Political analyst Lao Mong Hay said he was of the view that the prime minister resorting to threats of violence was an indication of the ineffectiveness of current legal action to prevent people welcoming Rainsy if and when he returned.

Sok Touch, the president of the Royal Academy of Cambodia, said the army had the right to use weapons to protect the Constitution and the government, which was born out of elections that had more than 83 per cent turnout.

“The government has said that if someone were to rise up, he would be arrested. This is better than keeping the situation suppressed until it becomes like a broken dam. When a dam is broken and we try to fix it, it is more dangerous.

“So action must be taken – when a group takes action against the law and the Constitution, it must be destroyed. Destroying one or two is better than when the dam is broken, which could lead to far-reaching bloodshed,’ Touch said.

Kin Phea, the director of the International Relations Institute at the Royal Academy of Cambodia, said even if Rainsy were to return without weapons, his actions already amounted to plotting a coup as he had announced funding soldiers who defected.

Ministry of Justice spokesperson Chin Malin said activities affecting security or aimed at toppling the government were “serious crimes”, and the authorities would use all means to crack down on them.

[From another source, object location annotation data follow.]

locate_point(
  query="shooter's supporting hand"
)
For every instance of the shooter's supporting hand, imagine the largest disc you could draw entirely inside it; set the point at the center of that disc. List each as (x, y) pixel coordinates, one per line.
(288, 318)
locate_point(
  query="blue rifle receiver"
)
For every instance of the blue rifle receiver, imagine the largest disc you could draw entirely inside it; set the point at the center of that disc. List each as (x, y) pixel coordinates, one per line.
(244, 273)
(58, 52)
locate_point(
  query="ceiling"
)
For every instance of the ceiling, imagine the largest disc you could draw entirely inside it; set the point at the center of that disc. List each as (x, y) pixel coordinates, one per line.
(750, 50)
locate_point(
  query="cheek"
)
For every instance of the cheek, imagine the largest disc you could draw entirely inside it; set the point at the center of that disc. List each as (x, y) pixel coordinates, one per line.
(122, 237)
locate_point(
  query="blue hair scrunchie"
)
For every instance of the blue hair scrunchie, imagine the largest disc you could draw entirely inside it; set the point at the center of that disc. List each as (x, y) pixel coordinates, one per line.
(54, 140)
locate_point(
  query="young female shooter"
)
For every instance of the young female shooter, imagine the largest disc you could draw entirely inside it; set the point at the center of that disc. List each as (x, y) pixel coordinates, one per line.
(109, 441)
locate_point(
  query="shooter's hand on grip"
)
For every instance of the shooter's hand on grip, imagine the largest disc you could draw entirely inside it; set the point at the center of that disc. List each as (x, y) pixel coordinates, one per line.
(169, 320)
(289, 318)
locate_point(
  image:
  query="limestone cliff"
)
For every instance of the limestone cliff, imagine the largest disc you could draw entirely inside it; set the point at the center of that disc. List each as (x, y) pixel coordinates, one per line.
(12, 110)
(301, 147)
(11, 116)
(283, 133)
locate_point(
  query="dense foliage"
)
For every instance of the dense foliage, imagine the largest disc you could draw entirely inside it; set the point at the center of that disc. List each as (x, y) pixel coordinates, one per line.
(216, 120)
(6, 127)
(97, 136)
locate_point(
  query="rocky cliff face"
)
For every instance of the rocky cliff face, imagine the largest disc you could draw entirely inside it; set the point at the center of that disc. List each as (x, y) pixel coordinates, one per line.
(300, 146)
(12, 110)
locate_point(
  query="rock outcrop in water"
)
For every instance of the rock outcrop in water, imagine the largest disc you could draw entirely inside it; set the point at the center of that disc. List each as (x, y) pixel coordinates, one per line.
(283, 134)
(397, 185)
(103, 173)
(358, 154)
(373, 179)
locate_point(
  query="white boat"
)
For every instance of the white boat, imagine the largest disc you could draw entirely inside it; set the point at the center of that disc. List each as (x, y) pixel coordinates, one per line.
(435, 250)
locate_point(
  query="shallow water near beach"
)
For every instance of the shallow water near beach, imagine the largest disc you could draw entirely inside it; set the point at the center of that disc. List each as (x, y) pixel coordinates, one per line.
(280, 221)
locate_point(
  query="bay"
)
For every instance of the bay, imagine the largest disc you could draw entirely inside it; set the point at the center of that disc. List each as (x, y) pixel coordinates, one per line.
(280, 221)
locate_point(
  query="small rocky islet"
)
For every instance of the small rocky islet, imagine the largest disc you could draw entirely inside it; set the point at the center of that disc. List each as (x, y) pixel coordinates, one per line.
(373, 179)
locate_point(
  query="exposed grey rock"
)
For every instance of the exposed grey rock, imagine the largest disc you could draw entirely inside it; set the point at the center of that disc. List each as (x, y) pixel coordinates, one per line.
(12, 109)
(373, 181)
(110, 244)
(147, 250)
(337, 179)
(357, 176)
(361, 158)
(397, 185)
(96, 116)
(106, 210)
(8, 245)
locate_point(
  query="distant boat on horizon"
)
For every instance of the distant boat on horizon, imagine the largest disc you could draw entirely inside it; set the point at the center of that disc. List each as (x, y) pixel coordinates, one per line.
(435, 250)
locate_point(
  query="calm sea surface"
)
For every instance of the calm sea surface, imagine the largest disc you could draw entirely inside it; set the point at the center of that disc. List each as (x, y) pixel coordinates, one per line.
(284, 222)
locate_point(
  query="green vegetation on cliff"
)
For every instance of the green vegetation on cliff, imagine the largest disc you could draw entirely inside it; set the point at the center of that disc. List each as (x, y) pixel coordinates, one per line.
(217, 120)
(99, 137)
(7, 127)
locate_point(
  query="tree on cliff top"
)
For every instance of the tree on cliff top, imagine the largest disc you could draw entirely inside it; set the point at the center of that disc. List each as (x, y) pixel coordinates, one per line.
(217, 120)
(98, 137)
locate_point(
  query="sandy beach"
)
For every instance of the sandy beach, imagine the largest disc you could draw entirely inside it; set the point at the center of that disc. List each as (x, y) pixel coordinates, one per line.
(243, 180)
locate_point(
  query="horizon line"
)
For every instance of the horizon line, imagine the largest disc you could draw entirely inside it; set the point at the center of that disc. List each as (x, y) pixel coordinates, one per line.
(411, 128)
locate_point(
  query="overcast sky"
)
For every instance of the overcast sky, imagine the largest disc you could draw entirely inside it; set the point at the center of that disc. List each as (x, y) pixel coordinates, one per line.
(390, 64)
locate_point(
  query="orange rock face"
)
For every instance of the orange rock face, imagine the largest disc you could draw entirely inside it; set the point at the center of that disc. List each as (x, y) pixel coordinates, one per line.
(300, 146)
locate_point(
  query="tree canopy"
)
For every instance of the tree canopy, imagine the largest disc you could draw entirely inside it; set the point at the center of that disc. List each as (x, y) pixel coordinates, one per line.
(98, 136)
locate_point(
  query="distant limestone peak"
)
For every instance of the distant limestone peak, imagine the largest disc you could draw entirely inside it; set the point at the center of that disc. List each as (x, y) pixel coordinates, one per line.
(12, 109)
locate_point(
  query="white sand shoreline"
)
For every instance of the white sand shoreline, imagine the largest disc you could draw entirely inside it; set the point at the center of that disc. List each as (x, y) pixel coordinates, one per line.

Meanwhile, seven more people were charged on Monday with “plotting”, five of them by the Phnom Penh Municipal Court and two others by the Oddar Meanchey Provincial Court.

A press release from the Phnom Penh Municipal Court said Kruy Sokhemrith, Seng Khon, Tit Sophat, Voeung Samnang and Khen Sokheang had been charged.

They were allegedly rallying people to join the plan to topple the government under the pretext of Rainsy’s return, it said.

Oddar Meanchey Provincial Court charged Mak Vannvuthy and Oun Srun for appealing to Cambodian migrant workers in Thailand to return to Phnom Penh and participate in Rainsy’s return.

Malin said the Ministry of Justice had yet to determine how many people had so far been arrested and charged with plotting.